In a strange quirk of fate, Henry is best remembered today for something his first wife supposedly didn’t do. Henriette Deluzy-Desportes was the governess to the children of the Duc de Praslin. The Duke bludgeoned his wife to death, and then committed suicide rather than be tried by his peers in the French Senate. It was alleged that the Duke had fallen in love with Henriette, and she had been his mistress, something she of course denied. Although she was a decade his senior, Henry married her not long afterward, and she went to live with him in Stockbridge, trying to escape her Parisian notoriety. (She died in the 1870s, and Henry had remarried by the time of the events in Dragon Lady.) Henry’s grand-niece, Rachel Field, wrote a fictionalized version of the scandal in 1938, entitled All This and Heaven, Too. It was a best seller, and was made into a Hollywood movie only two years later, starring Bette Davis as Henriette. An actor playing Henry briefly appears in the film to rescue Henriette from despair and offer to take her to America as his wife.

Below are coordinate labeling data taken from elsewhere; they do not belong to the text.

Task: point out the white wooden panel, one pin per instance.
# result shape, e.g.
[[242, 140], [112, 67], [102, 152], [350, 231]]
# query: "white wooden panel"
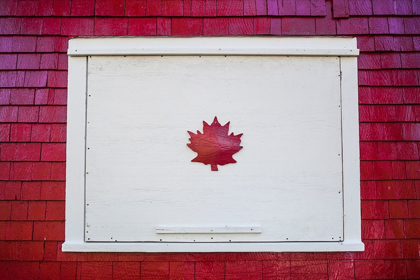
[[76, 130], [208, 229], [304, 46], [288, 178], [351, 158]]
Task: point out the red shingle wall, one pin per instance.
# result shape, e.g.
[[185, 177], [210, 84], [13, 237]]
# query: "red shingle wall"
[[33, 81]]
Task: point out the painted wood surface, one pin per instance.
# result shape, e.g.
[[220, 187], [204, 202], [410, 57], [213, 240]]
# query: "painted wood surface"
[[139, 173]]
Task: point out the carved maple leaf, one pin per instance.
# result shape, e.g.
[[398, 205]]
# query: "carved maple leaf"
[[215, 146]]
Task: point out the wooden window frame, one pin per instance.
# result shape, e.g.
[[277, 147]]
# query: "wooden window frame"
[[81, 48]]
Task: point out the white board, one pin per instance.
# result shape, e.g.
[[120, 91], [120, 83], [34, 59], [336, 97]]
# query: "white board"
[[287, 181]]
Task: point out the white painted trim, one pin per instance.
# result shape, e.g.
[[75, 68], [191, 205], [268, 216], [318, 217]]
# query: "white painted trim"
[[214, 247], [314, 46], [351, 157], [76, 133], [208, 229], [76, 139]]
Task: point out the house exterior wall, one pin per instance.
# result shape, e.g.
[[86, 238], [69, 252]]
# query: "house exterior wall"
[[33, 94]]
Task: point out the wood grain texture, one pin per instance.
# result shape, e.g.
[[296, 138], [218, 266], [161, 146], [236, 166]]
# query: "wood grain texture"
[[140, 170]]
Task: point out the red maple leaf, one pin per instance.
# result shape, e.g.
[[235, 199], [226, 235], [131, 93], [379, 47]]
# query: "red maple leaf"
[[215, 146]]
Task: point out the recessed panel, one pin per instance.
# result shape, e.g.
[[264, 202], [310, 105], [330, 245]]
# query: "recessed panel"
[[286, 183]]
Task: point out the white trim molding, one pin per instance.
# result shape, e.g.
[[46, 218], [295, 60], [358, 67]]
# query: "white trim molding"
[[315, 46], [80, 49]]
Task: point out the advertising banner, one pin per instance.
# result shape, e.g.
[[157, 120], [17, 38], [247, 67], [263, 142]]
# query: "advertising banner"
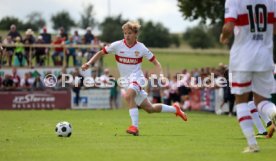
[[48, 99]]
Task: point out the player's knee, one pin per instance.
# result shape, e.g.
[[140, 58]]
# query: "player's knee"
[[149, 110], [129, 98]]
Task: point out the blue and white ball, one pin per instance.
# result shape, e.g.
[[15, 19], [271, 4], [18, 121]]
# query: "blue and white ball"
[[63, 129]]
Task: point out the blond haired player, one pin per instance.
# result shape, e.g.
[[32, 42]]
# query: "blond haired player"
[[251, 59], [129, 54]]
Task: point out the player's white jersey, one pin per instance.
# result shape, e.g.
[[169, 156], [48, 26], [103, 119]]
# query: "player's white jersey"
[[129, 58], [253, 45]]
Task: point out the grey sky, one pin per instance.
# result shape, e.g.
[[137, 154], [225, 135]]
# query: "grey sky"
[[164, 11]]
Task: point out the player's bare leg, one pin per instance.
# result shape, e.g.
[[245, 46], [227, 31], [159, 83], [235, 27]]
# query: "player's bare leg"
[[266, 108], [157, 108], [133, 112], [246, 123]]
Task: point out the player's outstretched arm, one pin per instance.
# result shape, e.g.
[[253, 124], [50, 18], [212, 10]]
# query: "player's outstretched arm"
[[227, 32], [96, 57]]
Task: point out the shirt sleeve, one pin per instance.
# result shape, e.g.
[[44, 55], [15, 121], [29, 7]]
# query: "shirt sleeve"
[[148, 54], [111, 48], [230, 14]]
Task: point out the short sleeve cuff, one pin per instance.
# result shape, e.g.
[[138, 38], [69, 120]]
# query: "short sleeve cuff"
[[152, 59], [230, 19]]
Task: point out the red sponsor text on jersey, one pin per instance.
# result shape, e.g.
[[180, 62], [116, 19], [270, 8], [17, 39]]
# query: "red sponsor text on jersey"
[[127, 60]]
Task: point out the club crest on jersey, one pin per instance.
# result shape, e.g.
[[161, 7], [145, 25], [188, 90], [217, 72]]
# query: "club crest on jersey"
[[137, 53]]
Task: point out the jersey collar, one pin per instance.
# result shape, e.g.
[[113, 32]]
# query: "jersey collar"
[[128, 45]]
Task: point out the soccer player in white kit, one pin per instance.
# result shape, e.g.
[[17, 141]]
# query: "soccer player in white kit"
[[129, 54], [251, 59]]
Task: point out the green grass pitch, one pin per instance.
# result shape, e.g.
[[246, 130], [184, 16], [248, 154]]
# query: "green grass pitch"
[[100, 135]]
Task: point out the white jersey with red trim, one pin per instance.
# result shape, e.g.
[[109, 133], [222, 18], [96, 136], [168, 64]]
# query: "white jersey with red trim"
[[253, 45], [129, 58]]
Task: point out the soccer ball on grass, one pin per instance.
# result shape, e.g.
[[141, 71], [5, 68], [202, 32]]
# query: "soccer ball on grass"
[[63, 129]]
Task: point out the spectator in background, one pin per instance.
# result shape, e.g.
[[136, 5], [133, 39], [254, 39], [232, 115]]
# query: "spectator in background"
[[88, 36], [70, 51], [8, 52], [105, 77], [13, 33], [63, 34], [76, 37], [96, 46], [15, 77], [76, 89], [40, 52], [7, 82], [19, 50], [28, 40], [46, 37], [27, 81], [174, 96], [38, 84], [58, 51]]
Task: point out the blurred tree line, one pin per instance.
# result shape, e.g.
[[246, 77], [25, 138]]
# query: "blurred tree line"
[[211, 16], [152, 34]]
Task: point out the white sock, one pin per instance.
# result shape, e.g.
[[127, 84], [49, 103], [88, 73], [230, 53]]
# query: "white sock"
[[256, 118], [134, 115], [167, 108], [267, 108], [246, 123]]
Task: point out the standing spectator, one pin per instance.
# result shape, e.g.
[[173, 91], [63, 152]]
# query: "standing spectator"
[[105, 77], [63, 34], [38, 84], [174, 97], [113, 93], [88, 36], [7, 82], [15, 77], [96, 46], [47, 38], [40, 52], [14, 33], [19, 50], [27, 81], [58, 51], [76, 89], [28, 40], [8, 52], [71, 50], [77, 37]]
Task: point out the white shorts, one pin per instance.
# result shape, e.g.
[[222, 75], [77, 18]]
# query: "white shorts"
[[141, 95], [257, 82]]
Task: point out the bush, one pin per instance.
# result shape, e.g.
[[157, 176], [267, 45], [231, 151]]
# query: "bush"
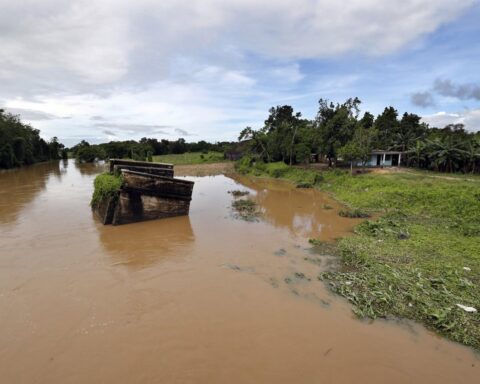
[[105, 186]]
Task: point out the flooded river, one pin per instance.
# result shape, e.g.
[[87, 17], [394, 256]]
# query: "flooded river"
[[207, 298]]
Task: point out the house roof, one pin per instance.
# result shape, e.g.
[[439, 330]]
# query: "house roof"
[[381, 152]]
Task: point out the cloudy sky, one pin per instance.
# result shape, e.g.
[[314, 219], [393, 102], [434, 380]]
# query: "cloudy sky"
[[204, 69]]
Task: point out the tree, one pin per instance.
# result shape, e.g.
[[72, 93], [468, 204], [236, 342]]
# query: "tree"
[[387, 126], [336, 125]]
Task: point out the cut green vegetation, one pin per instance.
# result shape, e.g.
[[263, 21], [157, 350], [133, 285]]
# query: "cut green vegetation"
[[238, 193], [421, 259], [191, 158], [301, 177], [246, 209], [353, 213], [105, 186]]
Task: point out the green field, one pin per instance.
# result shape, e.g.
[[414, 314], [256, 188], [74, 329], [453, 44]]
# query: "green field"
[[191, 158], [418, 258]]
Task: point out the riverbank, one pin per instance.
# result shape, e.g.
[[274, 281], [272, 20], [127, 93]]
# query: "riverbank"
[[419, 259]]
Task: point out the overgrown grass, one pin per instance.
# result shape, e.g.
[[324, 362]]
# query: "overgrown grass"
[[303, 178], [191, 158], [105, 186], [246, 209], [420, 258]]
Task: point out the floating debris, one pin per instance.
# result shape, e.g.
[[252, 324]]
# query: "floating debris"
[[280, 252], [246, 209], [238, 193], [467, 309]]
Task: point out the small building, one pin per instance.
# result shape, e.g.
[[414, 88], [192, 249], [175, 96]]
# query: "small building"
[[381, 158]]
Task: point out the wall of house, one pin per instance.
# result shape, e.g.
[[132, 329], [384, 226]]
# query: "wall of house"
[[372, 162]]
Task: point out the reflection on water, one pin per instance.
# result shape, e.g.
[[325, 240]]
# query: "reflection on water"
[[147, 242], [305, 212], [199, 299], [18, 188]]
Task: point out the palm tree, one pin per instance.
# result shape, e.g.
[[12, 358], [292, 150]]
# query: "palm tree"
[[445, 152], [471, 154], [416, 154]]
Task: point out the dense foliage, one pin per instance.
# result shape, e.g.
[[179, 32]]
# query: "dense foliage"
[[105, 186], [145, 149], [20, 144], [338, 132]]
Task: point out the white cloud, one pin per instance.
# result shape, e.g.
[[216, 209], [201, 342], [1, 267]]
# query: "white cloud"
[[105, 41], [470, 118], [194, 65]]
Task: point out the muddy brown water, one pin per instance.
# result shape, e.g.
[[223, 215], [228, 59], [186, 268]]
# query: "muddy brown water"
[[201, 299]]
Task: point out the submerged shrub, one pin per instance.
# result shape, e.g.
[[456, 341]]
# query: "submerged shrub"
[[105, 186], [354, 213]]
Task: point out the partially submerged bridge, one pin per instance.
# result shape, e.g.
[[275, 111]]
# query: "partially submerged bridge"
[[149, 191]]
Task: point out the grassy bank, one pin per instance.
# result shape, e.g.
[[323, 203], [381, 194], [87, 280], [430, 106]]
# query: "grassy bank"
[[419, 258], [191, 158], [301, 177]]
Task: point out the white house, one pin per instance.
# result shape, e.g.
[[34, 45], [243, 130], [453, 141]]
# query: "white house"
[[380, 158]]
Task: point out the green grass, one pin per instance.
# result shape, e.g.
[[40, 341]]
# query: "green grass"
[[418, 258], [303, 178], [105, 186], [191, 158], [246, 209]]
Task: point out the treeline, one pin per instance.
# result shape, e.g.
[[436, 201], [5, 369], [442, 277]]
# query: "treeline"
[[339, 132], [143, 150], [20, 144]]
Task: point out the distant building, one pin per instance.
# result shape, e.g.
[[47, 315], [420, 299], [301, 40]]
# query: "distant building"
[[381, 158]]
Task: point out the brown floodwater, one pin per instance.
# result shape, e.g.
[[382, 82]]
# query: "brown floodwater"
[[207, 298]]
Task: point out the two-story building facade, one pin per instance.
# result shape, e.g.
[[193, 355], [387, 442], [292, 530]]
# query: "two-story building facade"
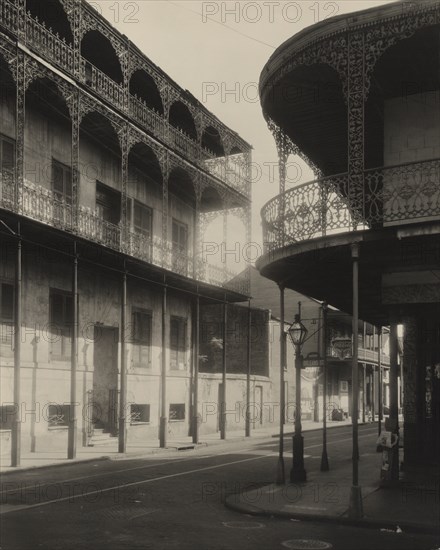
[[357, 96], [110, 175]]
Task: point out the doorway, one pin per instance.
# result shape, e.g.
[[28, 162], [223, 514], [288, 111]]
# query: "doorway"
[[105, 378]]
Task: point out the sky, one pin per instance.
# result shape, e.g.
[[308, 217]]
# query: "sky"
[[217, 51]]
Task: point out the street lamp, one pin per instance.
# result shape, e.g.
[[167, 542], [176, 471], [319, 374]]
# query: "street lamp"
[[297, 333]]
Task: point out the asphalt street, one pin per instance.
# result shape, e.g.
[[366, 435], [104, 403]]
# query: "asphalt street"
[[175, 500]]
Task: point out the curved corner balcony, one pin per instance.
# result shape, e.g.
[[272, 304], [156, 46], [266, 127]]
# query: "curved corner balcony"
[[395, 195]]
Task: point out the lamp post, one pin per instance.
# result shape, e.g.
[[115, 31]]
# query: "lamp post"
[[297, 334]]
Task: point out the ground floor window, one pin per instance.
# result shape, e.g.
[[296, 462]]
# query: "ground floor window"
[[139, 414], [177, 411], [58, 415]]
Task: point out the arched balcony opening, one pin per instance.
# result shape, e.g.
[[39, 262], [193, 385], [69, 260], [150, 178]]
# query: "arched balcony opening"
[[51, 13], [308, 104], [402, 132], [100, 180], [180, 117], [143, 87], [144, 202], [210, 200], [181, 211], [47, 154], [212, 142], [99, 52], [7, 135]]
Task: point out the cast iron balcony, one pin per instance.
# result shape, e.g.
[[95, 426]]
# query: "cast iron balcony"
[[395, 195]]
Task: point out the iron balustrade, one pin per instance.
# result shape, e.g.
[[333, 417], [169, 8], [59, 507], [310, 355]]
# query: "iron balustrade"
[[8, 16], [183, 143], [102, 84], [390, 196], [50, 45], [43, 205], [152, 121]]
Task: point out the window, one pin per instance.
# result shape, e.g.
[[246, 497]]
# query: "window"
[[180, 247], [7, 168], [142, 325], [62, 189], [6, 318], [177, 342], [108, 203], [177, 412], [58, 415], [140, 221], [139, 413], [62, 182], [7, 157], [60, 319], [7, 413]]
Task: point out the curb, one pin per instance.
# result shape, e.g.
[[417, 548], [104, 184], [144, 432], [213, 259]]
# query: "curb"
[[371, 523], [55, 464]]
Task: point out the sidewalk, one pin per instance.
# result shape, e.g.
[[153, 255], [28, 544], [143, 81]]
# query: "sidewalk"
[[412, 504], [46, 458]]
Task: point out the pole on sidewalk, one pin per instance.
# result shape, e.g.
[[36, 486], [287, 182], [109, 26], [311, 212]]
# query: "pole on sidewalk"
[[195, 430], [223, 402], [163, 378], [324, 458], [393, 419], [123, 393], [71, 445], [379, 389], [280, 466], [16, 425], [248, 374], [355, 505]]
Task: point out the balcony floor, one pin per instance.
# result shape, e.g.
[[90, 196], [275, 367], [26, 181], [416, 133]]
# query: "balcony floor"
[[322, 268]]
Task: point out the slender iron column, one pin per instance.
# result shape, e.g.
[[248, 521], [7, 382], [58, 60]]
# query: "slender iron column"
[[379, 389], [298, 472], [195, 431], [280, 467], [163, 396], [71, 445], [393, 420], [123, 393], [324, 457], [248, 374], [223, 403], [16, 425], [355, 505]]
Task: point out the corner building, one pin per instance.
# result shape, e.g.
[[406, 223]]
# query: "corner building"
[[110, 175], [357, 96]]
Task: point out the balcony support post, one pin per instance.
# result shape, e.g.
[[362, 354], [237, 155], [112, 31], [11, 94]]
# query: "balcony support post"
[[19, 127], [71, 445], [163, 379], [16, 421], [392, 423], [324, 458], [379, 385], [196, 326], [223, 392], [355, 509], [122, 434], [280, 466], [248, 373]]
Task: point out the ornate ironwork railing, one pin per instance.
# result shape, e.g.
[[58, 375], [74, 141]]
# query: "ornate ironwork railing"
[[50, 45], [148, 118], [102, 84], [8, 15], [393, 195], [41, 204], [183, 143]]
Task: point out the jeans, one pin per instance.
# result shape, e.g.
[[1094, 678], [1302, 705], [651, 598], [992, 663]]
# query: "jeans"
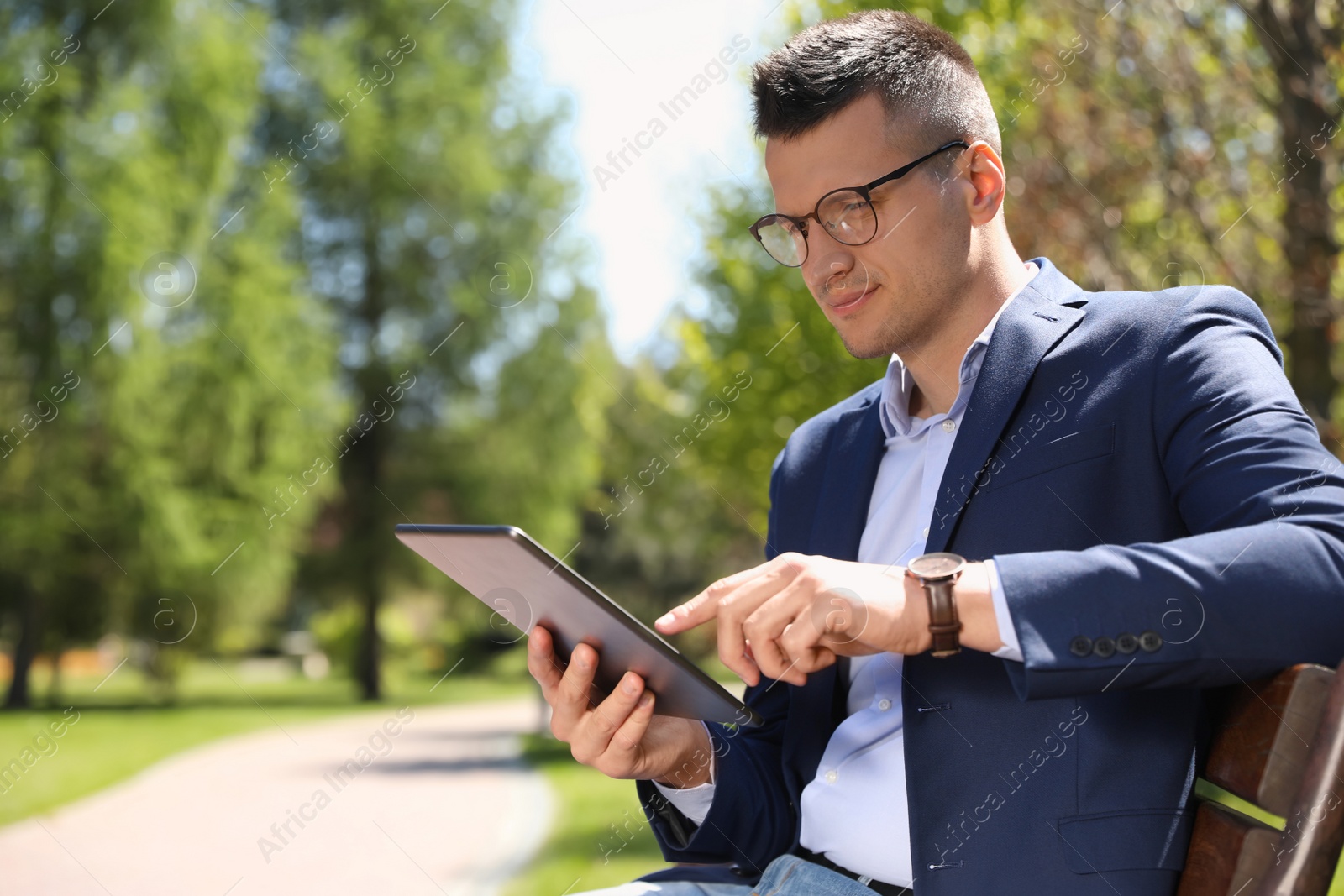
[[785, 876]]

I have to wonder at Rachel Field for writing All This and Heaven, Too. I can understand why she, as a family member, would consider herself the author most entitled to tell the story. And the story itself is irresistible melodrama. But did she not understand that, no matter how she depicted Henriette, she was reviving an old scandal in her family? Or did she just decide that since all the people involved had been dead for decades that it didn’t matter?